Zor okunan kitapları aslında hep sevmişimdir. Satır aralarında hep beni sarsan, şaşırtan bir deha bulmuşumdur. Bu kitapta aynen öyle kitaplardan biri. Ama ne yazık ki ben pek okuma modunda değildim. Son bir senedir gerçekleşen ve habire değişen acılar içerisinde yaşayan, bir Türkiye gündemi söz konusuydu. Kafamda öldürülen insanların acısı varken bu kitaba (itiraf ediyorum) yeterince konsantre olamadım. İleri bir tarihte bu kitabı tekrar okunacaklar listesine ekledim. Umarım Türkiye gündemi buna izin verir.
Bozkırkurdu, Hermann Hesse'in otobiyografik eseriymiş. Bozkırkurdu diye bahsettiği kişi aslında kendisiymiş. Kitabın ana konusu "aydın" diye ifade edilen kişilerin diğer insanlar üzerinde yarattıkları büyüklenmeler, onları küçümsemelerini işleyerek sözde "aydın"ların kendileriyle yüzleşmelerini sağlıyor ( Türkiye'de de bol miktarda mevcut bunlardan).
Kitaptaki kahramanın içinde bir bozkırkurdu ve birde insan var. Zaman zaman bunlar iyi geçinse de çoğunlukla birbiriyle geçinemez ve sürekli sorun yaratırlar. Kitaba bozkırkurdu adının verilmesinin de bir nedeni vardır: Bozkırkurdu'nu diğer kurtlardan ayıran temel özellik sürüye dahil olmaması ve tek başına bir yaşam sürmesidir ( ben de bozkırkurdu olabilirim). Yazar da kendisini yalnız bir kurt olarak görür. Aslında düşünen ve sorgulayan pek çok kişi toplumda hep yalnız kalır. Kimin sözüydü hatırlamıyorum "hakikat yalnızlaştırır". Bu kitaptaki kahramanı okurken hep bu söz aklıma geldi. Kahramanımız bir gazetede köşe yazarıdır ve yazdıklarından dolayı da çok tepki çeker ama o geri adım atmaz. Seviyorum böyle cesur insanları.
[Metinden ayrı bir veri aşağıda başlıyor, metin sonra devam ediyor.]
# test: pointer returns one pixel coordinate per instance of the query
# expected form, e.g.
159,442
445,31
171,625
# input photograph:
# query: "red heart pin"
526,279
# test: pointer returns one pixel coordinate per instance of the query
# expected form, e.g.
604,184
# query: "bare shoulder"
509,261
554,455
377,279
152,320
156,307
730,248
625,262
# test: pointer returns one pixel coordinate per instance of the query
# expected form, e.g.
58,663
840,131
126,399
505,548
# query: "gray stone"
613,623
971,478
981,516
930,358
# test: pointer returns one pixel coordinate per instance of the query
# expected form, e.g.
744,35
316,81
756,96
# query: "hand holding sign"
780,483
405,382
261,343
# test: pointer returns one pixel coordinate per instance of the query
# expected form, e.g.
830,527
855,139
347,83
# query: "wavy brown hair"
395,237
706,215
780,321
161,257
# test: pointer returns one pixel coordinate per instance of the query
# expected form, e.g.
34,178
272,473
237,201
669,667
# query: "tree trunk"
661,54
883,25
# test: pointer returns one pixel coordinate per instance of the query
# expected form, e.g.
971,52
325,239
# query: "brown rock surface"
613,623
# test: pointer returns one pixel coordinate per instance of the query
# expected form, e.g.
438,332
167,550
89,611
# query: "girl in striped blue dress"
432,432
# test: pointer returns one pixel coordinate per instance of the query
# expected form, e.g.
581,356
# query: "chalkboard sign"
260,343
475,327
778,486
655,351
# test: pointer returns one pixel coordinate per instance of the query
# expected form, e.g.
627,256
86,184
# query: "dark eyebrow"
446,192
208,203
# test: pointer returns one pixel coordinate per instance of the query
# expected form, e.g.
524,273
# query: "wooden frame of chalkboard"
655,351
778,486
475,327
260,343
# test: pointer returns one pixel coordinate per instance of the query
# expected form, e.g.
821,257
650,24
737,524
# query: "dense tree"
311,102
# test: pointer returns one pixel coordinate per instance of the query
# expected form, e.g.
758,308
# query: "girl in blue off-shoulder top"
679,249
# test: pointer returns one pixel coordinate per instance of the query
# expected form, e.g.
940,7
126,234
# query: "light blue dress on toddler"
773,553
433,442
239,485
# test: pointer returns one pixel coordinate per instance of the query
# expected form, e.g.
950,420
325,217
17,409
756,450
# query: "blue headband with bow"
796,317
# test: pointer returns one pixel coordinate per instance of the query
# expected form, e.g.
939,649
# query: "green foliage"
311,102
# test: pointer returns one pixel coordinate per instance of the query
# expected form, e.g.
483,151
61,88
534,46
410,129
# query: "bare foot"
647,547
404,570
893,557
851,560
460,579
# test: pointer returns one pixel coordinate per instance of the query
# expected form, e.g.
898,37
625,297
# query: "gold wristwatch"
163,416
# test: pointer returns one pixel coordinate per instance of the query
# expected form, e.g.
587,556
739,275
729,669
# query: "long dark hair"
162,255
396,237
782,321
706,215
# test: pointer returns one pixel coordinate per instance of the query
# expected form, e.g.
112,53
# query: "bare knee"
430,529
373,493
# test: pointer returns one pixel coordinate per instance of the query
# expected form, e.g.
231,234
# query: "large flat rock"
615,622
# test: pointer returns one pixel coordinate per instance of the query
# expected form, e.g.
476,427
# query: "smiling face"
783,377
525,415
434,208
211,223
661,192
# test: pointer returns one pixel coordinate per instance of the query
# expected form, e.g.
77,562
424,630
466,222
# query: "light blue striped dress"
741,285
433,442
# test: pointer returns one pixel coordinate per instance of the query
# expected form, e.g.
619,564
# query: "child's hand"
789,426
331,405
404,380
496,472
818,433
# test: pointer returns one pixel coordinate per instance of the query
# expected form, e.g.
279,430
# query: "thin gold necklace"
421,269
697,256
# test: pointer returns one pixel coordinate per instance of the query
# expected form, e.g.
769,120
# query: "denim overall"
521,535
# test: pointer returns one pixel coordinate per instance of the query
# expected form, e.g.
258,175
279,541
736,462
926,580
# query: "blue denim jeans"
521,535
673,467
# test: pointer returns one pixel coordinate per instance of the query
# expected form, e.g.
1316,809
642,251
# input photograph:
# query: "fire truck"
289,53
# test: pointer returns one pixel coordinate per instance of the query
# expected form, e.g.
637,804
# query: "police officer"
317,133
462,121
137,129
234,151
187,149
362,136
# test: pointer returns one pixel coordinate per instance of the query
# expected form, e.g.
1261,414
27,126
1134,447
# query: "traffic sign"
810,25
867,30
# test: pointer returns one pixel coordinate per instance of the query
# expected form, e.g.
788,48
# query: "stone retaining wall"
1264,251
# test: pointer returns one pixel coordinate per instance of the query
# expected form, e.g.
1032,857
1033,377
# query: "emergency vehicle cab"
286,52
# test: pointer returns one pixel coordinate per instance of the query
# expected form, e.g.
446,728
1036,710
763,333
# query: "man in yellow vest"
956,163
Neyse dediğim gibi kitabı tekrar okuyacağım. Sonra yeniden yorumumu yazarım. Sevgiler...
21 Kasım 2015 Cumartesi
Kerbela
Bugün günlerden tiyatro! Cumartesileri çok seviyorum çünkü cumartesi eşittir tiyatro.
Ümraniye Sahnesindeydim bugün. Kerbela oyununu izledim. İki perde ve tam üç saat süren bir oyundu. Süresinin bu kadar uzun olması bence izleyici için yorucu oluyor. İki saatten çok olmamalı oyunlar.
Oyun tam bir görsel şölen içeriyordu. Işıklar, kostümler oyuna mistik bir hava katmıştı. Oyuncu kadrosu son derece kalabalıktı. Oyunun yazarı Ali Berktay, yönetmeni Ayşe Emel Mesci, ışık tasarımı Cem Yılmazer, kostüm tasarımı Hale Eren'e aitmiş.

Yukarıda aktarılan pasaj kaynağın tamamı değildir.